Troisièmement, les droits économiques et sociaux reposent sur la théorie de la responsabilité gouvernementale en matière de droits humains (confirmée par les principes directeurs de l'ONU qui abordent la responsabilité des entreprises). Cependant, ces droits reposent également sur la théorie d’aptitude des pouvoirs publics, ce qui est hors de propos lorsque les violations des droits sont causées par des pouvoirs publics absents, fonctionnant mal ou dépourvus de ressources suffisantes. Il est difficile de trouver un gouvernement qui échappe à cette critique. Cependant, la nécessité de travailler avec, et de réformer, les gouvernements récalcitrants, dysfonctionnels ou corrompus n’est pas nouvelle pour les défenseurs des droits humains. La campagne visant à réparer les toilettes des écoles dans la province du Limpopo résume, de bien des façons, le défi actuel en matière de gouvernement et de gouvernance : différents niveaux d’actions et de responsabilités gouvernementales, une autorité mal définie et répartie, ainsi que la difficulté de trouver où faire pression pour que chaque niveau agisse efficacement et que les responsabilités soient clairement définies.

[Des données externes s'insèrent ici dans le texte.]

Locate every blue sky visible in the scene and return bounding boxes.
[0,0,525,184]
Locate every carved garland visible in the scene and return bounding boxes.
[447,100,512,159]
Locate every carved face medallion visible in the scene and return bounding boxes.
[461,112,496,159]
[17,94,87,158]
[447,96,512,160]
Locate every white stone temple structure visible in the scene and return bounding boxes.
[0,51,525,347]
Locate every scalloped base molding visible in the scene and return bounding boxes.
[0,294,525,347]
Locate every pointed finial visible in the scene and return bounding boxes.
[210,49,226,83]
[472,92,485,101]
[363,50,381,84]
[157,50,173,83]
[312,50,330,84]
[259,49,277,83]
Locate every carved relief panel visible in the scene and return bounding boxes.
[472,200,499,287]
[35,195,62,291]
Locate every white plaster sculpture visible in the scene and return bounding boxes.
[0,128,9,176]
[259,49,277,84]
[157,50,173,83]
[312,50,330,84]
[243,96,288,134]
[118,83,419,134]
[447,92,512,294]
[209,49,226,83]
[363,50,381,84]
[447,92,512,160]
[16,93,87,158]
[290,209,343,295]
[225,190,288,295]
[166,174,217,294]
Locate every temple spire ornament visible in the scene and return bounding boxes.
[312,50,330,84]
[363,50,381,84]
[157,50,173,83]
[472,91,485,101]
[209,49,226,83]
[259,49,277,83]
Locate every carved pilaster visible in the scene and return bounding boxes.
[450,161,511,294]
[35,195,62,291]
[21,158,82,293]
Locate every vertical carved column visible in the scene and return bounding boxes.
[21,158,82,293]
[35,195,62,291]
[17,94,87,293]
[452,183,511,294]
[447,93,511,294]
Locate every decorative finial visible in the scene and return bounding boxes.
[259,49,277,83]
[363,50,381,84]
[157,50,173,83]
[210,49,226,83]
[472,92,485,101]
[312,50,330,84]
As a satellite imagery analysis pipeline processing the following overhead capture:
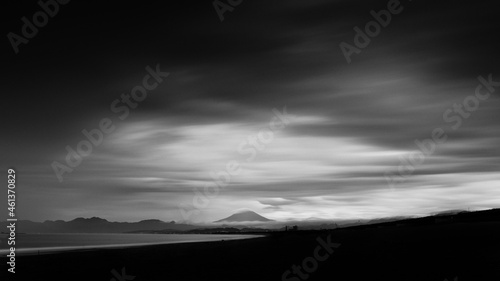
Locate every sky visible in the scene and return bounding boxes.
[0,0,500,223]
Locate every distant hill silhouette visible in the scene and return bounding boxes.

On pourrait dire que focaliser notre attention sur les devoirs des gouvernements est perdu d’avance. Dans un monde caractérisé par la globalisation du pouvoir (et du capital), le néolibéralisme extrême, la capture de l’État, les profondes inégalités, et, encore plus inquiétant, le retour du nationalisme et du nativisme, il est tentant de s’éloigner de l’analyse reposant sur l’État nation. Tentant mais contreproductif. La prise en compte des droits économiques et sociaux a brouillé notre compréhension du droit international des droits humains. Cela remet également en cause notre approche du droit constitutionnel, essentiellement négative (à savoir, protéger des espaces que le gouvernement ne peut pas envahir) et contre-majoritaire (à savoir, donner la parole aux minorités et aux autre groupes sous-représentés par les institutions démocratiques dominantes).
Notre vision de l’État ne doit pas être aussi réductrice. Les droits économiques et sociaux nous forcent à plaider en faveur d’un retour à l’État, au moins en partie, et à considérer les devoirs des gouvernements sous l’angle des droits.